Cheeks flushed, Steve bites out, “You could have sent someone else.”

Tony grits his teeth. “No, Steve. I really couldn’t’ve. You okay? Hiding some psychological trauma?”

Hellbent on arguing, it takes Steve a moment to change gears. Earnestly, he replies, “I’d like to send Justin Hammer to prison now, please.”

“Barnes is already reeling him in.”

Surprise lights Steve’s features. “Bucky’s here?”

“He’d of shot me if I left him behind.” Tony shudders.

“I’ve never seen you two work alone, together.”

“Miracles happen.”

“Clearly.” Steve swallows. “I appreciate the rescue.”

“Ain’t no thing.” Tony is looking quite firmly at a tangerine colored pillow. The alternative being all that skin, which Steve appears to be in no hurry to cover up. “Say. How ‘bout pants?”

“Probably a good idea.” Scrambling to get dressed, Steve crouches low, throwing aside pillows while he searches.

He’s making it really hard for Tony not to look at his ass.

“Stark.” Bucky’s voice crackles over the comm. “Is Steve secure?”

“I’ve got him locked down,” Tony says. Not looking, not looking.

Bucky’s voice comes back, softer this time. “Is he okay?”

“Peachy. I mean, I was expecting less nudity,” Tony says, glancing from one wall to the next. “Considering the potential apocalypse of it all.”

“Do I want to know?”

“That depends. How familiar are you with Steve’s ass?”

The lines goes dead. Tony guesses things with Hammer are going okay. That or Bucky just got punched in the face.

The thought gives him some mild satisfaction.
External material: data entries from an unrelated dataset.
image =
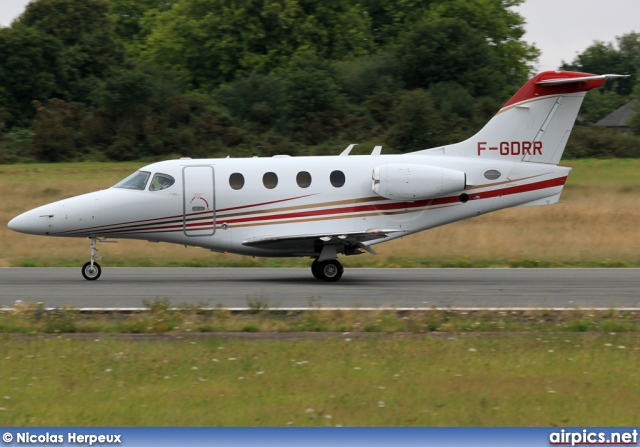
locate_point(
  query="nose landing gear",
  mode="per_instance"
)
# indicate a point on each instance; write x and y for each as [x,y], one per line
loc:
[92,270]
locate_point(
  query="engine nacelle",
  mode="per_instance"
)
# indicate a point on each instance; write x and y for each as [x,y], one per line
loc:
[404,181]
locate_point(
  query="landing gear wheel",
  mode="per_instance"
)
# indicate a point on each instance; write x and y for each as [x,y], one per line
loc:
[328,271]
[315,269]
[91,272]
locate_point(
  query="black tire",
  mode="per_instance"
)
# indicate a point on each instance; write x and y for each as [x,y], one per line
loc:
[330,271]
[89,273]
[315,269]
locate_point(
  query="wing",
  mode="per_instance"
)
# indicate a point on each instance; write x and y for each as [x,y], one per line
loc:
[324,245]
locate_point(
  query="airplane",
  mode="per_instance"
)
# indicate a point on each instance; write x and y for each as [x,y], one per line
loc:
[324,206]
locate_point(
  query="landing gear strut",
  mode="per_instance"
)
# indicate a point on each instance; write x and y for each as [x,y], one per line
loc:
[91,270]
[329,271]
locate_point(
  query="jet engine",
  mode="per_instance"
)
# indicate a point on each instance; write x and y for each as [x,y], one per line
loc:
[405,181]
Steve doesn’t chide him for teasing Bucky, which is a first. But Tony has a feeling that Steve is still a bit miffed about the whole secret relationship aspect of his best bud’s life, so he doesn’t press the subject. Instead, he tries not to watch Steve search until Steve lets out a loud, angry huff and announces, “They’re not here?”

“Hammer’s last traces of sanity?”

“My pants.” Steve sends a speculating look towards one of the long, silky curtain things. “I guess we have to improvise.”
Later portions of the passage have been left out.